David Porter testifies before the U.S. Senate Judiciary Committee during his confirmation hearing to be U.S. circuit judge for the Third Circuit, on June 6. David Porter testifies before the U.S. Senate Judiciary Committee during his confirmation hearing to be U.S. circuit judge for the Third Circuit, on June 6. Photo Credit: Diego M. Radzinschi/ALM

President Donald Trump’s nominee for the U.S. Court of Appeals for the Third Circuit downplayed his involvement in founding a conservative advocacy group in Pennsylvania during questioning before the Senate Judiciary Committee Wednesday.

Buchanan Ingersoll & Rooney shareholder David Porter—the latest of Trump’s circuit court nominees to sit for a confirmation hearing despite objections of a home-state senator—fielded questions about his political past, including whether he “co-founded” the Pennsylvania Judicial Network. The group was formed in 2009, in part to oppose Sonia Sotomayor’s nomination to the U.S. Supreme Court.

Porter, nominated in April, said his involvement was limited to a “15-second introductory call” from someone at the Judicial Crisis Network, the national advocacy group. They asked if he was available to participate in a second call about Sotomayor and judges in Pennsylvania.

“As it happened, I never participated in the second call or had any subsequent participation with the Judicial Crisis Network or that Pennsylvania project,” Porter said. Porter added that he learned in 2014 that his name appeared on a letter suggesting his role as a co-founder, but “I didn’t authorize or agree to having my name added to that letter.”

Porter also said he neither participated in, nor supported the writing of a network press release that called Sotomayor an example of “judicial elitism.”

During the hearing, Porter was also peppered with questions about his views on the Affordable Care Act, LGBTQ rights and the scope of the Commerce Clause.

Asked about a paper he wrote several years ago, discussing Roe v. Wade’s “shaky theoretical foundation,” Porter attempted to clarify he “was referring to the debate essentially in the scholarship” and that the abortion decision was “absolutely binding precedent.”

In that continued line of questioning, Porter also became the latest Trump judicial nominee to decline to directly respond to questions from Democratic Sen. Richard Blumenthal on whether the 1954 landmark Brown v. Board of Education was “correctly decided.”

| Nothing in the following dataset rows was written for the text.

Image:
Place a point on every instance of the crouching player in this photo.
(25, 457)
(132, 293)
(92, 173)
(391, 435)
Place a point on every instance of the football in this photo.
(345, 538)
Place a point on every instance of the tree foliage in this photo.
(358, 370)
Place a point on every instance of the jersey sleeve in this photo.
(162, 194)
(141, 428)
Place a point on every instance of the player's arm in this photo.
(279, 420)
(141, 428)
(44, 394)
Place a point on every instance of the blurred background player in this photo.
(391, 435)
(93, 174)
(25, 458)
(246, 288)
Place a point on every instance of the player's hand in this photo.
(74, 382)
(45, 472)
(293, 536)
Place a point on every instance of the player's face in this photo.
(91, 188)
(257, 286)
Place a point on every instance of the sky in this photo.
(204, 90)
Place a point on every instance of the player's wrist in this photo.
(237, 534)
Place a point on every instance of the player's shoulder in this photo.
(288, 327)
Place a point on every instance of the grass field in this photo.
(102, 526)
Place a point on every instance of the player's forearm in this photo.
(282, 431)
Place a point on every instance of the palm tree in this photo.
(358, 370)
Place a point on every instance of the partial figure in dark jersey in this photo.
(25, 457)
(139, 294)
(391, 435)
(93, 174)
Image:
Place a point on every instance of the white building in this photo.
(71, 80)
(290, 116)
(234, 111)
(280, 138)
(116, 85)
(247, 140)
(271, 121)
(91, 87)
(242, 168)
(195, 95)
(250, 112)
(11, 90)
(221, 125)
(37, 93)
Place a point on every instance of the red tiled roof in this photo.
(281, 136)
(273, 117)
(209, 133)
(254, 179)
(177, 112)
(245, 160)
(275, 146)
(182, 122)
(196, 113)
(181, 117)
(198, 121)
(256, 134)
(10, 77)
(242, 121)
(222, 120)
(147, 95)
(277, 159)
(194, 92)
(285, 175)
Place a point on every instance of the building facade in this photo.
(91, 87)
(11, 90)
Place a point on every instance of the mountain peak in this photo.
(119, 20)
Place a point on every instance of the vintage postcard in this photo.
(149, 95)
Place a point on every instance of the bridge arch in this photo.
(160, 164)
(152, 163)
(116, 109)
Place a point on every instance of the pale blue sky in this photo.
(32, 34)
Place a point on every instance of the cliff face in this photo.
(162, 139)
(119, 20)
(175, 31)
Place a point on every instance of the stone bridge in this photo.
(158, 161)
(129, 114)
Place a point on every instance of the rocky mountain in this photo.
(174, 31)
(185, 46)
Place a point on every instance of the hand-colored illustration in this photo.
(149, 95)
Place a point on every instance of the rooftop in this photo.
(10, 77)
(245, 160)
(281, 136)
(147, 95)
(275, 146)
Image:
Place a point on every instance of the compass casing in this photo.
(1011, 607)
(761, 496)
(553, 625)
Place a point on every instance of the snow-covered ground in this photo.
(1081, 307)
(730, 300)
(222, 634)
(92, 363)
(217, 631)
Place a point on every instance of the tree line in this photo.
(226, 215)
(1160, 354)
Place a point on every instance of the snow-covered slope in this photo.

“I could give you an answer to that question, but the reason why I, and other nominees, don’t is—well, there’s a couple of reasons. One is because we don’t want to appear to be giving an answer that would please you in order to obtain a vote,” Porter said. “And second, because the canons of judicial conduct prohibit us from opining about the merits of even landmark cases like Brown.”

Meanwhile, senators’ remarks at the outset of the hearing zeroed in on the fact that U.S. Sen. Bob Casey of Pennsylvania declined to return a blue slip for Porter. That makes Porter the fourth circuit court nominee to get a hearing despite the objections of a home-state senator. The other nominees are Ryan Bounds, David Stras and Michael Brennan.

Liberal groups focused on judicial nominations have said they would oppose Porter’s nomination, but it appears unlikely he will face major obstacles to getting confirmed. After questioning Porter, senators also heard from five district court nominees: Holly Brady, Andrew Lynn Brasher, James Patrick Hanlon, David Morales and Lance Walker.